KV: Zwischen der deutschen Regierung und der namibischen Regierung gibt es Verhandlungen bzw. den Entwurf einer gemeinsamen Erklärung und eines Abkommens. Dagegen haben die Oppositionsparteien und die Vertreter*innen der Herero geklagt. Kannst du kurz erklären, warum?
Israel: Wie ihr wisst ist 2015 die Bundesrepublik Deutschland mit unserer eigenen Regierung, der namibischen Regierung, in Verhandlung gegangen.

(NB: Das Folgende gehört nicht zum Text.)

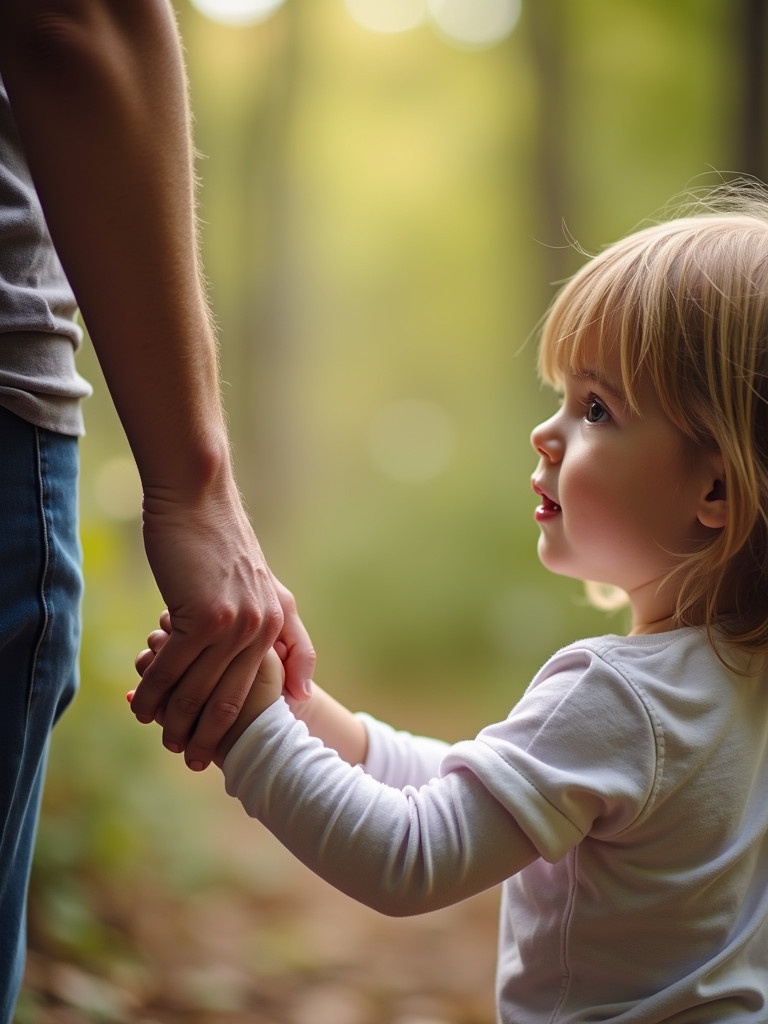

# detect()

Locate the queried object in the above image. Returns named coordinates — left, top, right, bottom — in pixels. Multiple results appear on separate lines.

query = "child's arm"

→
left=136, top=612, right=368, bottom=768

Sie haben diese Verhandlung jedoch ohne die betroffenen Völker, d.h. ohne die Herero und Nama abgehalten. Die Betroffenen waren demnach nicht eingebunden in diese sogenannte Verhandlung. Aufgrund der Tatsache, dass wir nicht einbezogen waren, lehnen wir diese Verhandlung ganz ab. In diesem Vertrag stehen auch viele Sachen, mit denen wir überhaupt nicht einverstanden sind. Zum Beispiel, steht da im Punkt 10, dass Deutschland die damals begangenen Verbrechen aus heutiger Sicht als Völkermord anerkennt. Wörtlich heißt das, dass sie den Völkermord überhaupt nicht richtig anerkennen. Wir wollen, dass es richtig als Völkermord anerkannt wird. Dann noch das Angebot, welches Deutschland gemacht hat, unserer Regierung über 30 Jahre hinweg 1,1 Milliarden Euro zu zahlen. Das ist mit uns auch nicht abgesprochen. Was sollen wir mit 1,1 Milliarden Euro anfangen? Das ist wie eine Entwicklungshilfe. Aber wir Hereros und Namas, wir wollen keine Entwicklungshilfe von Deutschland. Wir wollen Reparationen, punkt. Was anderes wollen wir nicht. Nicht, dass Deutschland uns noch vorschreibt, was wir machen sollen, ohne, dass wir uns selber bestimmen können. Das heißt Deutschland verfolgt immer noch diese imperialistische Politik, wenn sie uns sagen, was wir brauchen und was nicht, und das lehnen wir ab. Wir wollen von Deutschland neue Verhandlungen nur mit uns. Natürlich sollte unsere Regierung auch dabei sein, aber sie ist nicht legitimiert für uns zu sprechen. Es gibt z.B. seit 2007 eine Konvention der Vereinten Nationen, die auch sagt, dass die indigenen Völker sich selbst zu repräsentieren haben. Sie müssen die Möglichkeit haben, sich selbst mit Tätern an den Tisch setzen zu können. Und der Täter von damals heißt Deutschland. Das ist unsere Forderung und wir bleiben dabei: Nur mit uns. Ohne uns ist gegen uns. Wir werden niemals den jetzigen Vertrag unterschreiben.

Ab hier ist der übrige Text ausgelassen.